Dean wasn’t sure what that meant. Did it mean he should imitate Bill Sommerfield imitating George Washington?

No. What Sommerfield meant was that being Washington is all-consuming. Bill had been willing to devote his life to a single role. Was Dean willing to do the same?

The answer was yes.

There’s a certain amount of process in learning to be the father of our country. Dean mastered a Tidewater Virginia accent. He learned how to ride a horse with an English saddle. (He’d always ridden western.) He found places to get boots made, and Colonial-era military uniforms.

But more important is trying to think as Washington thought, reading what Washington read, reading what Washington wrote. Last week, Dean looked through some of Washington’s letters in the rare manuscript library at Yale.

He takes the responsibility very seriously. “I never engage in a performance which puts Washington in a poor light or a silly light,” Dean said. (He recently turned down an invitation to appear in various automobile showrooms for Presidents’ Day sales.)

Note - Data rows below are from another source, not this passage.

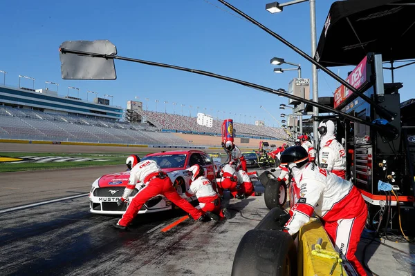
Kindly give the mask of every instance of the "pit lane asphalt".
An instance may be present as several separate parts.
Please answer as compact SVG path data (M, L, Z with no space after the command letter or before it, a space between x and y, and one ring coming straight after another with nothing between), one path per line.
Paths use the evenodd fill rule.
M2 188L1 208L88 193L97 175L118 168L1 174L0 188L19 190ZM264 191L259 182L255 186ZM268 209L264 196L227 204L232 215L228 221L187 219L166 232L161 229L183 211L140 215L122 232L111 226L118 217L89 213L86 196L0 213L0 274L230 275L239 241Z
M97 177L124 168L0 174L0 210L88 193ZM260 184L254 184L264 191ZM0 213L0 275L230 275L241 239L268 210L264 196L228 203L232 215L228 221L187 219L166 232L161 229L185 215L183 212L140 215L131 231L121 232L111 226L118 217L89 213L86 196ZM359 260L369 241L364 235L356 253ZM376 239L368 247L366 262L379 275L414 275L414 266L392 256L410 257L414 252L412 244Z

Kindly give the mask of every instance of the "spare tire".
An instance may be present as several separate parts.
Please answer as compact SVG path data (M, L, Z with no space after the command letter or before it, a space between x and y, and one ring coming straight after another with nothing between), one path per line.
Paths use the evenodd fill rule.
M262 184L263 186L266 187L268 182L270 179L277 179L277 177L274 175L274 174L269 170L265 170L264 172L259 175L258 179Z
M241 239L232 267L233 276L297 276L294 240L285 232L253 229Z
M265 205L271 210L275 207L284 208L287 201L287 193L285 183L277 179L270 179L265 187L264 195Z

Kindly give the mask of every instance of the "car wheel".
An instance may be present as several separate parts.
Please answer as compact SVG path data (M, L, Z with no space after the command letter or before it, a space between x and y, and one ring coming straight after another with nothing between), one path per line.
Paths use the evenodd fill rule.
M297 275L294 240L285 232L253 229L239 242L232 275Z
M186 192L186 184L185 184L185 179L181 177L178 177L174 180L174 188L179 195Z
M270 179L277 179L275 175L273 174L273 172L266 170L259 175L258 178L259 181L262 184L263 186L266 187Z
M285 183L276 179L270 180L265 187L264 199L270 210L275 207L284 209L287 199Z

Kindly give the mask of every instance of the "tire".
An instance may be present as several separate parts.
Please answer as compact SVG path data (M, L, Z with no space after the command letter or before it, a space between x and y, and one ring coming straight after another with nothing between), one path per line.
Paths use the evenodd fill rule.
M273 172L268 170L266 170L264 172L262 172L261 175L259 175L258 179L259 180L263 186L266 187L268 181L270 179L277 179L277 177L275 177L275 175L274 175Z
M239 242L232 276L297 276L294 240L284 232L253 229Z
M287 191L285 183L276 179L270 179L265 187L264 195L265 205L271 210L275 207L284 209L287 201Z

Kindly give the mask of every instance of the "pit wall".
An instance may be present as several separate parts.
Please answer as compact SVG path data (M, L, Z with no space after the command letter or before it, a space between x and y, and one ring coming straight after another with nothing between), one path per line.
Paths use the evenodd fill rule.
M174 135L192 144L192 145L203 145L222 149L221 147L222 138L219 136L194 135L184 133L174 133ZM241 138L234 138L235 144L241 149L243 148L249 148L257 150L259 147L259 142L261 141L267 141L270 144L270 145L275 144L277 147L284 144L284 141L279 140L266 140L253 138L249 139L249 143L241 143Z

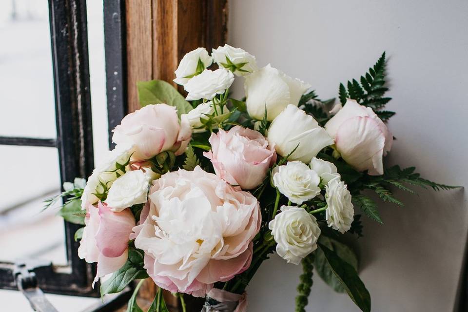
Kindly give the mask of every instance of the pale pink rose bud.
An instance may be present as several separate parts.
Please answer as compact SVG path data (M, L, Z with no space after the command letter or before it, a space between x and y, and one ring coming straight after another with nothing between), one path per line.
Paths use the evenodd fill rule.
M134 160L149 159L165 151L179 155L192 136L190 125L179 123L176 107L166 104L146 105L128 114L113 132L116 144L134 146Z
M383 174L382 158L391 148L393 137L371 108L348 99L325 129L346 162L370 176Z
M276 161L273 145L258 131L240 126L227 132L220 129L209 141L211 151L203 155L211 160L216 174L244 190L261 184Z
M90 205L86 209L78 256L89 263L98 262L95 283L127 261L128 241L135 226L135 218L129 209L118 213L111 209L101 202L97 208Z

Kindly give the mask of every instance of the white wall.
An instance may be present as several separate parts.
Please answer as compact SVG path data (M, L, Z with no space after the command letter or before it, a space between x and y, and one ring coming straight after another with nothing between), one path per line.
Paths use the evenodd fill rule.
M468 185L468 1L232 0L228 42L312 84L322 98L358 78L384 50L397 115L390 164ZM365 220L361 278L373 311L453 309L468 229L463 189L419 196L396 192L381 204L385 224ZM250 312L293 311L300 267L276 256L248 289ZM309 311L357 311L315 276Z

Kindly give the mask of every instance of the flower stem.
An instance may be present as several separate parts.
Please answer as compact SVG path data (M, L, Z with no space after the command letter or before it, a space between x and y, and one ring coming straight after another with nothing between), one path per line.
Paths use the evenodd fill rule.
M179 298L180 299L180 305L182 306L182 312L187 312L187 309L185 308L185 300L184 299L184 294L179 293Z
M274 219L274 216L276 215L276 212L278 211L278 205L279 204L279 197L281 195L279 190L276 189L276 198L274 200L274 208L273 208L273 214L272 214L272 220Z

Dean has performed as Washington in lots of places, from elementary schools to the inaugural United Airlines flight from Dulles to Beijing when the carrier was awarded that route.

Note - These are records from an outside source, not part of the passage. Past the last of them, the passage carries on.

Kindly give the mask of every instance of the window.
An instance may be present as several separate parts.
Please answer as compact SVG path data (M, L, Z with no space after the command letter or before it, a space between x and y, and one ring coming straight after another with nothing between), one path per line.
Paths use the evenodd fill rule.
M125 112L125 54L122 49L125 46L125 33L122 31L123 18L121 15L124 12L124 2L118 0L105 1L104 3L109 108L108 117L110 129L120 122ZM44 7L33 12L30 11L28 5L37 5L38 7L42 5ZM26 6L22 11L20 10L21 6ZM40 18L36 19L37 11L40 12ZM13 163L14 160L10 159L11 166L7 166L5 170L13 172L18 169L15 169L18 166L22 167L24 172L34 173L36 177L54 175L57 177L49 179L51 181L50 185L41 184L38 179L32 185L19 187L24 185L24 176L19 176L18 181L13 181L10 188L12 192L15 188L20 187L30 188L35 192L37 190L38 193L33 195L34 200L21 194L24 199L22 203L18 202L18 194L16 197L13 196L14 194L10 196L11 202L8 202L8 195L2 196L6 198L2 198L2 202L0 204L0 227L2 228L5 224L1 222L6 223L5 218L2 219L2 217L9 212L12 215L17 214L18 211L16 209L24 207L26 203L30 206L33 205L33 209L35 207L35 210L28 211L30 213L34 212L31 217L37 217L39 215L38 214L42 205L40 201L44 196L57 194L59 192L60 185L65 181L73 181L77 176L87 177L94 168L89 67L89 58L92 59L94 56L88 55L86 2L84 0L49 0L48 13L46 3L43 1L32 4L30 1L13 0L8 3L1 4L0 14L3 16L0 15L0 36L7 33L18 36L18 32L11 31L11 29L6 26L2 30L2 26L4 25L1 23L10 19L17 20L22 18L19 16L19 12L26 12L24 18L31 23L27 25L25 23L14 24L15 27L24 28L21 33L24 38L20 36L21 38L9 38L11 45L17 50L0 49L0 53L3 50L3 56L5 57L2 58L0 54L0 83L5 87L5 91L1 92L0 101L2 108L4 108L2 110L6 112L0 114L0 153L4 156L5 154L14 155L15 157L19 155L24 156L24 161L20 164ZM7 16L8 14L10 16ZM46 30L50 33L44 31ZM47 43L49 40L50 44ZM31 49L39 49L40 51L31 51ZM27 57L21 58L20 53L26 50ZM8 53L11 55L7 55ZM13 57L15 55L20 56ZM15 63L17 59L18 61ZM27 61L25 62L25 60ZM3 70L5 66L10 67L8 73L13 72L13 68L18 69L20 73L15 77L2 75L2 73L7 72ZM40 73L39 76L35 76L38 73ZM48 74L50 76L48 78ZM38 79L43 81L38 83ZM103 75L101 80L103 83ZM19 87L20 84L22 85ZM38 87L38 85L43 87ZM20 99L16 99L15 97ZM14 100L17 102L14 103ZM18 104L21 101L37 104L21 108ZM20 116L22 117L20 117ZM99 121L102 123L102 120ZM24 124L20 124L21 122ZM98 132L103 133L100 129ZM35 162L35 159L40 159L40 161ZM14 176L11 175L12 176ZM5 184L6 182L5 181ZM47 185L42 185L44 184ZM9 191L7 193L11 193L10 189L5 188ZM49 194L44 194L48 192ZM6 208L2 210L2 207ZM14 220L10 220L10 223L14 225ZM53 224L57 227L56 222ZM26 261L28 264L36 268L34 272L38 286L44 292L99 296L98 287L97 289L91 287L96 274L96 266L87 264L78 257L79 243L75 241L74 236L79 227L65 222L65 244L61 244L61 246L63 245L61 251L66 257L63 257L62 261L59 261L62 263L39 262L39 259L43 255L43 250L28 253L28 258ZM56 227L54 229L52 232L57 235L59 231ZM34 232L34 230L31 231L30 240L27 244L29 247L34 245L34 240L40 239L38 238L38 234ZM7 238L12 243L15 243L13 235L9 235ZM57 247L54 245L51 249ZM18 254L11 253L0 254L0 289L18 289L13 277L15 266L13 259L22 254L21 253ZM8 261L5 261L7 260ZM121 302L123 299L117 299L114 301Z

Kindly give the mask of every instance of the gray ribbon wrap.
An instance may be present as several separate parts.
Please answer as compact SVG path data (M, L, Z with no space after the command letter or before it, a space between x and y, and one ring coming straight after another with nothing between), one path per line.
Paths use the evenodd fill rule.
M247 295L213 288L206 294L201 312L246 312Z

He seldom breaks character and expects certain questions. People always ask about chopping down the cherry tree. “I will tell them in character that it’s a myth. It never happened. I tell them I’m the son of a planter and I understand the value of a tree that bears fruit.”

A handful of people he encounters are cold or hostile. “They sadden me deeply,” he said. “They can’t even acknowledge you, can’t even make eye contact. I always say those people have allowed the child in them to die completely.”

In his travels Dean has detected a common lament. “I can tell you, the American public, they desperately want to believe in their government again,” he said. “They really want to believe in their leaders again and they’re very disappointed in where we are now.”

Becoming George has touched Dean more than being yet another spokesdoctor would. He was once on a Mexican beach with his wife, immersed in yet another book on Washington, when he found himself overwhelmed by the greatness of the first president’s accomplishments.

“I probably had two or three beers in me,” Dean said. “I just put the book down and started crying. My wife looked at me. I said, ‘This guy, this guy ... ’ And really, that has been the greatest impact on me.”